# Don't use1850 & 1890 if you wish to keep your caller ID private. Overrides settings!



## Moral Ethos (22 May 2010)

Never call these numbers if you wish to keep your caller ID private. These numbers allow the companies to see your caller ID regardless of your individual settings.

If you need to withhold your number ring the standard numbers instead.


----------



## Tinker Bell (22 May 2010)

Well done, ME.


----------



## Black Sheep (23 May 2010)

These Lo Call numbers really, really bug me too

For Social Welfare ring their head office at 01-7043000 to be connected to Sligo, Longford etc


----------



## ajapale (23 May 2010)

Thread split.

Thanks for the heads up ME.

aj
mod


----------



## niceoneted (23 May 2010)

That it a great to know. I have a private no and didn't realise that they could see it,


----------



## Moral Ethos (23 May 2010)

The main point I am making is that whilst 1800 numbers may be free to call, the company is getting valuable information about the caller which they may wish to withhold from the company being called.


----------



## z107 (23 May 2010)

How do you set it up so that you can see caller IDs?
I've just tried this with our freephone number (1800), and my mobile. It says 'Private caller' for the caller ID.


----------



## Moral Ethos (23 May 2010)

From what I have been told the caller ID is on the bill of the company.


----------



## z107 (23 May 2010)

I've just checked a few of our bills, but we don't have it itemised, just call summary.

What you suggest is very interesting. We are paying for all of these calls so it does make sense that we should know where the calls are coming from.

I can't prove or disprove it unless I see an itemised bill though.


----------



## Hillsalt (23 May 2010)

When dialling from a landline, prefix *141* before the number you are calling. This hides your information. Thus, for example, to call 087 1234567 from a landline, you  dial 171 087 123456.  Try phoning your mobile from your landline using this method.

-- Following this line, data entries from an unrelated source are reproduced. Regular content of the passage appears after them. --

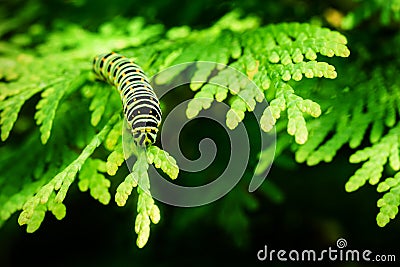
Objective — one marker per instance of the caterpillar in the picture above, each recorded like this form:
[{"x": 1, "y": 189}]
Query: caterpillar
[{"x": 140, "y": 103}]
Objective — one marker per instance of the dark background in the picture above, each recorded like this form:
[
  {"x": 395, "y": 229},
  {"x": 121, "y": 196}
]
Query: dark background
[{"x": 309, "y": 210}]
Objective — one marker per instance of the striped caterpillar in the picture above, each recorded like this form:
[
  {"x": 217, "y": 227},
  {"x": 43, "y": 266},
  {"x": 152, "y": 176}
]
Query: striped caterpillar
[{"x": 140, "y": 103}]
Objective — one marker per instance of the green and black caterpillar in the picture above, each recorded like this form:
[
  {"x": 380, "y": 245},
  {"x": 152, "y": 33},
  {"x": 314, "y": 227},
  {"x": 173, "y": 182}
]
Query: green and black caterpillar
[{"x": 141, "y": 105}]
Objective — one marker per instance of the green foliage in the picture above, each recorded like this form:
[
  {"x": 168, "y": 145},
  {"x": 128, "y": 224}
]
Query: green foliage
[
  {"x": 272, "y": 56},
  {"x": 79, "y": 120}
]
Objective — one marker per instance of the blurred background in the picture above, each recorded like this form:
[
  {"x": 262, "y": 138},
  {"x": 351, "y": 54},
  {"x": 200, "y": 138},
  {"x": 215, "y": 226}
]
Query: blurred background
[{"x": 299, "y": 207}]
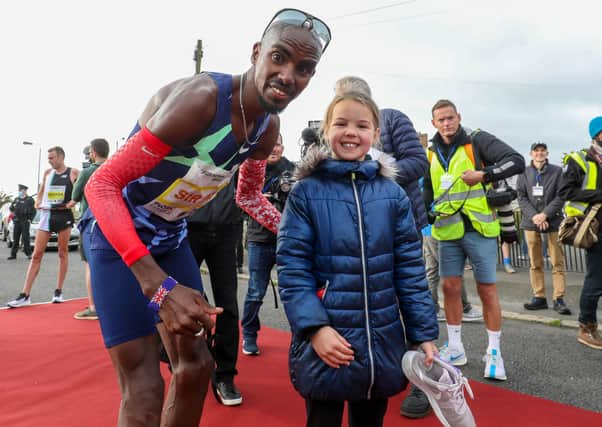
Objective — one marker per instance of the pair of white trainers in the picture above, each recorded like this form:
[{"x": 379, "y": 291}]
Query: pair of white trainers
[
  {"x": 443, "y": 384},
  {"x": 494, "y": 364}
]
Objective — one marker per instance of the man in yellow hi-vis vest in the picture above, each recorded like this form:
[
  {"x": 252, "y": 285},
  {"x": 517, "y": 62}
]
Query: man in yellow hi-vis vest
[
  {"x": 462, "y": 167},
  {"x": 581, "y": 187}
]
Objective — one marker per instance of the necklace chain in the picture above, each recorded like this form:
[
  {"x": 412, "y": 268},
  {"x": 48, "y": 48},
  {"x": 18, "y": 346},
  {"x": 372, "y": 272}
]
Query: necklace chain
[{"x": 242, "y": 112}]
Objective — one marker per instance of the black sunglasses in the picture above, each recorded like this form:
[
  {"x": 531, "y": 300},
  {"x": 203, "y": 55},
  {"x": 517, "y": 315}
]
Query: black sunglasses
[{"x": 305, "y": 20}]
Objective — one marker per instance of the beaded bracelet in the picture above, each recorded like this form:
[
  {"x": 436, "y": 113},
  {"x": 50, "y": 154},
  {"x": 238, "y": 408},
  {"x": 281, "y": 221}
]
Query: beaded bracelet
[{"x": 159, "y": 297}]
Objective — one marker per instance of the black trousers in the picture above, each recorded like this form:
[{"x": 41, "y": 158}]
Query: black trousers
[
  {"x": 592, "y": 285},
  {"x": 21, "y": 233},
  {"x": 329, "y": 413},
  {"x": 216, "y": 245}
]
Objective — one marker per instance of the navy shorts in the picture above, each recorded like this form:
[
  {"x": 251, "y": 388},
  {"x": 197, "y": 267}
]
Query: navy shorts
[
  {"x": 481, "y": 252},
  {"x": 121, "y": 306}
]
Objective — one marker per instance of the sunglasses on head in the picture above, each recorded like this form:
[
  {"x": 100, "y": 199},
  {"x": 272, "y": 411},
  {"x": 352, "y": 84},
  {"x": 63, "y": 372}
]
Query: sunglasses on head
[{"x": 305, "y": 20}]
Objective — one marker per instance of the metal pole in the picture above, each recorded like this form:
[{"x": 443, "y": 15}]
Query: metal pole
[{"x": 198, "y": 56}]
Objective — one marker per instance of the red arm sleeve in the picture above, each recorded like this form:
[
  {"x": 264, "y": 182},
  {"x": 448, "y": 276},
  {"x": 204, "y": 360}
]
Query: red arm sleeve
[
  {"x": 249, "y": 197},
  {"x": 138, "y": 156}
]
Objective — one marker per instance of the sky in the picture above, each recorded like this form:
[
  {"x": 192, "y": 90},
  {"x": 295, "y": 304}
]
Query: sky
[{"x": 73, "y": 71}]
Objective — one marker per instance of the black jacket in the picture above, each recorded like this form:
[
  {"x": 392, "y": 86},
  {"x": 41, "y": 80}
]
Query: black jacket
[
  {"x": 570, "y": 185},
  {"x": 550, "y": 203},
  {"x": 256, "y": 232},
  {"x": 23, "y": 208}
]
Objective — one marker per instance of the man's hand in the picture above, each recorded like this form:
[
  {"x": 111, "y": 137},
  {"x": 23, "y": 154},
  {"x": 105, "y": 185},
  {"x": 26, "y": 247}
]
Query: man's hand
[
  {"x": 331, "y": 347},
  {"x": 471, "y": 177},
  {"x": 430, "y": 351},
  {"x": 185, "y": 311}
]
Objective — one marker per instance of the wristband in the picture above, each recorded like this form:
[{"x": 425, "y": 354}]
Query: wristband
[{"x": 159, "y": 297}]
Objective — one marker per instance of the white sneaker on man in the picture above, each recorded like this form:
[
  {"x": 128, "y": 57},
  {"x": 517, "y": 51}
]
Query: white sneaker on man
[
  {"x": 21, "y": 301},
  {"x": 452, "y": 355},
  {"x": 443, "y": 385},
  {"x": 494, "y": 365}
]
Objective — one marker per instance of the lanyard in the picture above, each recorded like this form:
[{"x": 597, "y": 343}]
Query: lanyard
[{"x": 446, "y": 160}]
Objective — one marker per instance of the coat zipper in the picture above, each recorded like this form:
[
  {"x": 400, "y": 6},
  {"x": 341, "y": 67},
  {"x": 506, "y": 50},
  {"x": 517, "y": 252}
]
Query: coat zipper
[{"x": 365, "y": 281}]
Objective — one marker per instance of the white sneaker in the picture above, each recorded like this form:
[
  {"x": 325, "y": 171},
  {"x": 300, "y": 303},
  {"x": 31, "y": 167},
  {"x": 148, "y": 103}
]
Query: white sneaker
[
  {"x": 472, "y": 315},
  {"x": 57, "y": 297},
  {"x": 443, "y": 385},
  {"x": 494, "y": 365},
  {"x": 21, "y": 301},
  {"x": 454, "y": 356}
]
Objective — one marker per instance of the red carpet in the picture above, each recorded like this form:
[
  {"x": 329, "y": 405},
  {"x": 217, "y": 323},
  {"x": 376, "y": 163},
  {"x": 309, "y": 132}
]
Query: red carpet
[{"x": 57, "y": 373}]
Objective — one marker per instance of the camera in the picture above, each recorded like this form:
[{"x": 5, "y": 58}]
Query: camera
[{"x": 281, "y": 188}]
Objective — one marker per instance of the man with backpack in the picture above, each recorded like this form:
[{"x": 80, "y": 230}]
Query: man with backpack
[{"x": 462, "y": 168}]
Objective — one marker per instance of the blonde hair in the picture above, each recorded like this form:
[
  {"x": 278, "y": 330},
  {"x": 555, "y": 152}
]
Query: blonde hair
[
  {"x": 359, "y": 97},
  {"x": 352, "y": 84}
]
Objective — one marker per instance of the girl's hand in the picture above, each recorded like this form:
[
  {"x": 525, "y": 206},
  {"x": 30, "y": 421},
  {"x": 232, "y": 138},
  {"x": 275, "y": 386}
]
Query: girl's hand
[
  {"x": 331, "y": 347},
  {"x": 430, "y": 351}
]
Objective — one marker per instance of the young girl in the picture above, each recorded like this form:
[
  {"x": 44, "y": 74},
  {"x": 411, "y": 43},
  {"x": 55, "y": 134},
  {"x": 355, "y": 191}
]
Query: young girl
[{"x": 349, "y": 271}]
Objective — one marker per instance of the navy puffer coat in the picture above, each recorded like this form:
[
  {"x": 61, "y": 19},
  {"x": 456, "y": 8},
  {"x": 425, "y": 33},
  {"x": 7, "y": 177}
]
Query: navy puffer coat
[{"x": 349, "y": 229}]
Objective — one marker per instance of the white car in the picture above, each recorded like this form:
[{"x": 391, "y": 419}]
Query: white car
[{"x": 33, "y": 229}]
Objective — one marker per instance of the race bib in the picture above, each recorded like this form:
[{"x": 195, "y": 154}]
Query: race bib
[
  {"x": 538, "y": 191},
  {"x": 446, "y": 181},
  {"x": 56, "y": 194},
  {"x": 194, "y": 190}
]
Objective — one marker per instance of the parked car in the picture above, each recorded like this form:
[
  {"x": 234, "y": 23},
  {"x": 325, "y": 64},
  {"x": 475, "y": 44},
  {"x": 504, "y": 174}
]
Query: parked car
[{"x": 33, "y": 229}]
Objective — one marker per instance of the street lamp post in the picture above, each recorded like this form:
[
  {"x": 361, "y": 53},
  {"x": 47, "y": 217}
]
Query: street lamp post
[{"x": 39, "y": 161}]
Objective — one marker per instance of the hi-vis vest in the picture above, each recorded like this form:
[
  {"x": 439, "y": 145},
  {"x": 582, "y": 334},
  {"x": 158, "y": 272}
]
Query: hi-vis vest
[
  {"x": 472, "y": 200},
  {"x": 589, "y": 182}
]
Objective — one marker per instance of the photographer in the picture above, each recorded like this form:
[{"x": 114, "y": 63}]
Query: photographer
[
  {"x": 541, "y": 208},
  {"x": 462, "y": 166},
  {"x": 262, "y": 245},
  {"x": 24, "y": 212}
]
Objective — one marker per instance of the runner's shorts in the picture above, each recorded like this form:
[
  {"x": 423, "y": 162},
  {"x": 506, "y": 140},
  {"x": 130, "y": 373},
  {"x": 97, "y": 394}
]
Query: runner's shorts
[
  {"x": 121, "y": 306},
  {"x": 55, "y": 220}
]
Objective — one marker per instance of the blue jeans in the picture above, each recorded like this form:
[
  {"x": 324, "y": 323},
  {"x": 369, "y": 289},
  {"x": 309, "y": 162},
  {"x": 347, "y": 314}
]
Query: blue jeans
[
  {"x": 592, "y": 285},
  {"x": 262, "y": 257}
]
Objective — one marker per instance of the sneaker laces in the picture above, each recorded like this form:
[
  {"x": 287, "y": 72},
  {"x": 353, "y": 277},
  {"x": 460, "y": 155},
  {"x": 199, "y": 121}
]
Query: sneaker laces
[{"x": 457, "y": 388}]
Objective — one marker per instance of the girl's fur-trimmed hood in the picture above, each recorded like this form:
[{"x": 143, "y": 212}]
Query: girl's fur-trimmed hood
[{"x": 317, "y": 154}]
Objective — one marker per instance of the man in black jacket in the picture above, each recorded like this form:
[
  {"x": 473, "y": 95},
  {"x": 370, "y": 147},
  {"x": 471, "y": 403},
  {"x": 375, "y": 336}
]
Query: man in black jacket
[
  {"x": 262, "y": 247},
  {"x": 581, "y": 187},
  {"x": 24, "y": 212},
  {"x": 541, "y": 208},
  {"x": 214, "y": 232},
  {"x": 462, "y": 166}
]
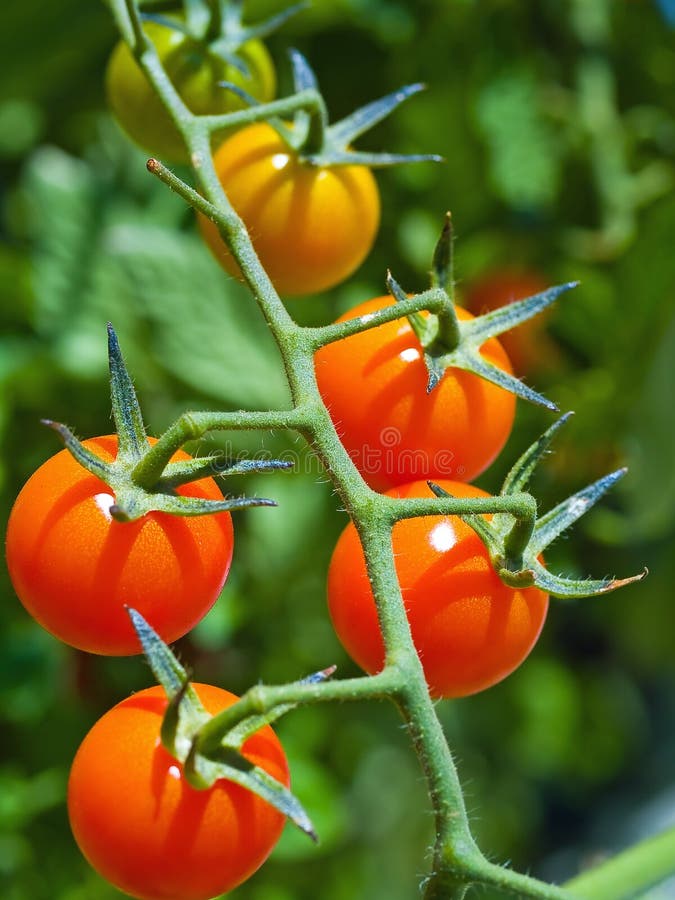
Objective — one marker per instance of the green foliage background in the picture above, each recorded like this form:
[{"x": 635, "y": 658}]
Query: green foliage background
[{"x": 559, "y": 135}]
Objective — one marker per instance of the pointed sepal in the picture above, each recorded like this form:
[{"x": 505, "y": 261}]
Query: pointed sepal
[
  {"x": 573, "y": 589},
  {"x": 131, "y": 434},
  {"x": 344, "y": 132},
  {"x": 471, "y": 360},
  {"x": 442, "y": 262},
  {"x": 498, "y": 321},
  {"x": 232, "y": 765},
  {"x": 178, "y": 505},
  {"x": 185, "y": 713},
  {"x": 86, "y": 458},
  {"x": 519, "y": 476},
  {"x": 213, "y": 466},
  {"x": 559, "y": 519},
  {"x": 185, "y": 716}
]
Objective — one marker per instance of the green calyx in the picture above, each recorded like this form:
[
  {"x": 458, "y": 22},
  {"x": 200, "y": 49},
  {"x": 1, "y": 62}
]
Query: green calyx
[
  {"x": 217, "y": 25},
  {"x": 319, "y": 143},
  {"x": 140, "y": 481},
  {"x": 449, "y": 342},
  {"x": 186, "y": 719},
  {"x": 515, "y": 544}
]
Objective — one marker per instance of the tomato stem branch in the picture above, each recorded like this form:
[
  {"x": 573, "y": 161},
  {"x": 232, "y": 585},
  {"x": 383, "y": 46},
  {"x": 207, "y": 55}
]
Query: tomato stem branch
[{"x": 457, "y": 860}]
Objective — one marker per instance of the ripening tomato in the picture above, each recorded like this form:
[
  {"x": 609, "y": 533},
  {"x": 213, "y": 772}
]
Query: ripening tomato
[
  {"x": 311, "y": 226},
  {"x": 74, "y": 567},
  {"x": 145, "y": 829},
  {"x": 195, "y": 73},
  {"x": 528, "y": 346},
  {"x": 374, "y": 385},
  {"x": 470, "y": 629}
]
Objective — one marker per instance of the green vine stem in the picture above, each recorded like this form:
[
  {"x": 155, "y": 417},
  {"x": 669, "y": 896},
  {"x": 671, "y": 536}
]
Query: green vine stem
[
  {"x": 630, "y": 873},
  {"x": 457, "y": 860}
]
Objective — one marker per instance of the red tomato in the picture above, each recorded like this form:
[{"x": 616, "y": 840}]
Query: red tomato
[
  {"x": 374, "y": 385},
  {"x": 527, "y": 345},
  {"x": 74, "y": 567},
  {"x": 311, "y": 226},
  {"x": 470, "y": 629},
  {"x": 145, "y": 829}
]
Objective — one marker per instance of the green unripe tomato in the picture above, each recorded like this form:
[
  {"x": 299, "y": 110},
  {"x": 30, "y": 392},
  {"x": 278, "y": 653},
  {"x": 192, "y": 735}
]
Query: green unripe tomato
[{"x": 195, "y": 73}]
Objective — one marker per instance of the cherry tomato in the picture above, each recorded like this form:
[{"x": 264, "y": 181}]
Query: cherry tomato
[
  {"x": 145, "y": 829},
  {"x": 528, "y": 346},
  {"x": 374, "y": 385},
  {"x": 470, "y": 629},
  {"x": 195, "y": 73},
  {"x": 74, "y": 567},
  {"x": 311, "y": 226}
]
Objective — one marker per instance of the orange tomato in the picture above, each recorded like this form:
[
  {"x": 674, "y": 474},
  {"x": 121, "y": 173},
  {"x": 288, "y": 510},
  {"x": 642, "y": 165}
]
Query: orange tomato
[
  {"x": 311, "y": 226},
  {"x": 470, "y": 629},
  {"x": 143, "y": 827},
  {"x": 374, "y": 385},
  {"x": 74, "y": 567}
]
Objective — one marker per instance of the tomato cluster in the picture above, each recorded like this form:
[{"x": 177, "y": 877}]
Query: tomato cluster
[{"x": 75, "y": 567}]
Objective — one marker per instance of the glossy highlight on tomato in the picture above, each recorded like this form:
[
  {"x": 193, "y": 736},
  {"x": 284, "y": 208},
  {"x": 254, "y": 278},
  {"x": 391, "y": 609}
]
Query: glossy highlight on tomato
[
  {"x": 74, "y": 567},
  {"x": 145, "y": 829},
  {"x": 470, "y": 629},
  {"x": 196, "y": 74},
  {"x": 311, "y": 226},
  {"x": 375, "y": 387}
]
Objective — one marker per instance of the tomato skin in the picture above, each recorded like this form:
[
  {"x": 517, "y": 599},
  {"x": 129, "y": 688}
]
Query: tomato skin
[
  {"x": 470, "y": 629},
  {"x": 311, "y": 226},
  {"x": 74, "y": 567},
  {"x": 195, "y": 74},
  {"x": 374, "y": 385},
  {"x": 145, "y": 829}
]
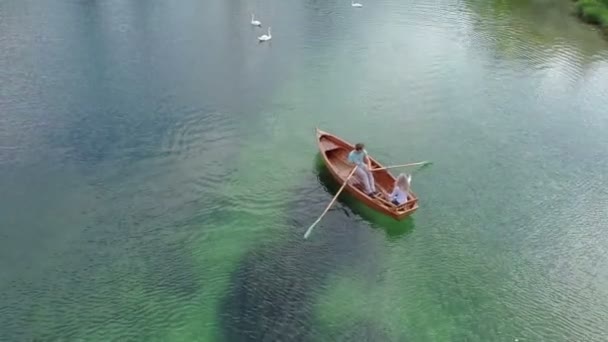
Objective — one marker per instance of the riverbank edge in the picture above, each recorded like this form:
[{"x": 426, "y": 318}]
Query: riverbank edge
[{"x": 594, "y": 12}]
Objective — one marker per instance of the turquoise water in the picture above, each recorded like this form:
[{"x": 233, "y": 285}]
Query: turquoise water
[{"x": 158, "y": 170}]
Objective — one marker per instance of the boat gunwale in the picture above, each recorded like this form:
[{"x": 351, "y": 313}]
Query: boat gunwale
[{"x": 375, "y": 204}]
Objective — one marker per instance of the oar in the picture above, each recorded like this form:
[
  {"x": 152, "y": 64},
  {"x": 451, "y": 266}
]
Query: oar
[
  {"x": 330, "y": 203},
  {"x": 403, "y": 165}
]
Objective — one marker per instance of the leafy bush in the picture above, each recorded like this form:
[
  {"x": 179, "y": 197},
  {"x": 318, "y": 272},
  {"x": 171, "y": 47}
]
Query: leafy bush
[{"x": 594, "y": 11}]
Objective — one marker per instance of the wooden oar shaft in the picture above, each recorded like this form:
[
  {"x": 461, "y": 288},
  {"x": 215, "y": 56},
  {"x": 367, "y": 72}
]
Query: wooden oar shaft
[
  {"x": 402, "y": 165},
  {"x": 330, "y": 203}
]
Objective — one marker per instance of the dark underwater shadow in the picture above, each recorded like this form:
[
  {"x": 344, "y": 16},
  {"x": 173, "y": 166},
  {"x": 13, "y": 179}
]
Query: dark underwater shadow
[
  {"x": 393, "y": 228},
  {"x": 274, "y": 288}
]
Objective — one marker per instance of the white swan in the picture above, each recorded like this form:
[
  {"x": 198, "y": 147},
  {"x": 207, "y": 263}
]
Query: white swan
[
  {"x": 255, "y": 22},
  {"x": 265, "y": 37}
]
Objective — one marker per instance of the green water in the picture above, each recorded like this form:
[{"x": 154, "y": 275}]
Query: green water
[{"x": 158, "y": 170}]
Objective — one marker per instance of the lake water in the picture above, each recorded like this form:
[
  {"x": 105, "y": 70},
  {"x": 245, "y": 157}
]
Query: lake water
[{"x": 158, "y": 169}]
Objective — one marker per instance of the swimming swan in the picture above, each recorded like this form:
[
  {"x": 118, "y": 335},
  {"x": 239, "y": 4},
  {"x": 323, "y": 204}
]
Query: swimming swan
[{"x": 265, "y": 37}]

*** It definitely works from Eircom landlines; I have no idea whatsoever if it works from other providers landlines.*****

*EDITED*


----------



## pansyflower (23 May 2010)

Erm..... try 141.


----------



## Moral Ethos (23 May 2010)

It is 141 not 171. 

But the point is that 141 does not work with 1800, 1850, 1890 or 0818 numbers.


----------



## allthedoyles (23 May 2010)

Before you ring an 1890 number - look here first :

http://www.saynoto1890.com/a-to-z/


----------



## Hillsalt (24 May 2010)

pansyflower said:


> Erm..... try 141.



Whoops. Thanks pansyflower


----------



## Bill Struth (25 May 2010)

allthedoyles said:


> Before you ring an 1890 number - look here first :
> 
> http://www.saynoto1890.com/a-to-z/


 That's very handy, cheers!


----------



## Complainer (25 May 2010)

I guess that service providers get a list of incoming numbers as part of their bill to allow them to verify the bill itself. I wonder if this is compliant with Data Protection law? Would anyone who has good knowledge and understanding of this issue care to raise it with the Data Protection Commissioner?

Certainly, if they were to use the numbers on the incoming calls for any other purpose (e.g. to call you back), they would be breaking the law.


----------



## Moral Ethos (3 Jun 2010)

Well I have now confirmed at MBNA are harvesting numbers. They rang today on a number I have never given them. I did call them from a totally unconnected mobile a few months ago. They could not have obtained the number by any other means.


----------